While MIT ranks among the most prestigious engineering schools and institutes in the world in this case researchers from Georgia Tech should also be given credit for the development of a camera that can photograph pages of a book without it needing to be opened. Well, at least the first nine pages. While Google has developed machines that can handle the opening of a book for imaging as they look to digitize every book on the planet, these researchers have taken it even further thanks to the use of terahertz radiation. This emerging science may soon become commonplace in airports and other facilities that need to make sure there are no explosives passing through security checkpoints.

If perfected, the Vatican and museums around the world will be rejoicing as many books are simply too old to risk human handling but their contents would certainly merit copies of what’s held inside. While presently the researchers have only been able to go nine pages in the researchers believe that ultimately a 1000 page book could be read through this technology that, for all intents and purposes, uses raditation somewhere between the microwave and infrared spectrums according to researchers Barmak Heshmat, Ramesh Raskar, and Albert Redo Sanchez from MIT, and Justin Romberg and Alireza Aghasi from Georgia Tech.

Measuring the space between pages

Of course, in order to glean the contents of books, you need more than just radiation even if terahertz radiation and the chemicals used to produce it allowed the researchers to tell the difference between ink the blank space on the page. The team was force to write substantial software that included dozens of complex algorithms from the radiation on its return to the newly developed camera.

Short bursts of radiation are timed precisely to let the camera know when it has penetrated beyond the 20-micrometer-thick air gap and onto the next page. As it happens, the researchers didn’t use books but rather a stacked group of notecards that will be translatable to a closed book. The radiation at present is capable of penetrating about 20 pages but it can’t distinguish the pages’ (note cards) content beyond nine pages for now.

“If you have the time resolution of the terahertz spectrometer, now you can actually look deeper into multiple pages,” said Barmak Heshmat, who works at the  MIT Media Lab and counts himself among the  authors of the new paper, entitled “Terahertz time-gated spectral imaging for content extraction through layered structures.”

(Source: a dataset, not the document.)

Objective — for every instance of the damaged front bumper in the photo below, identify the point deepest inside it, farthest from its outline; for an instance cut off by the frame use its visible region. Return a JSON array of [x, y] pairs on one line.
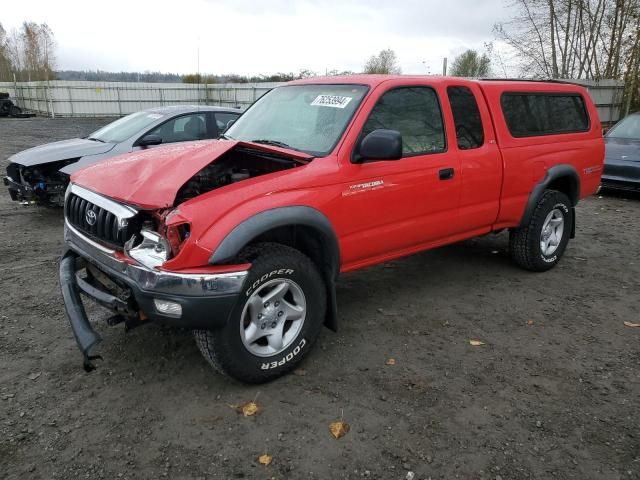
[[137, 294], [42, 193], [42, 188]]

While X-rays can certainly see through the cover of a book, they are not able to distinguish between ink and paper and this led to the embracing of terahertz radiation that also offers clearer resolution than ultrasound technology.

So, as the technology advances, museums including the Metropolitan Museum of Art in New York and others will be able to photograph books that they have zero interest in trying to handle in the traditional sense in order to photograph the contents.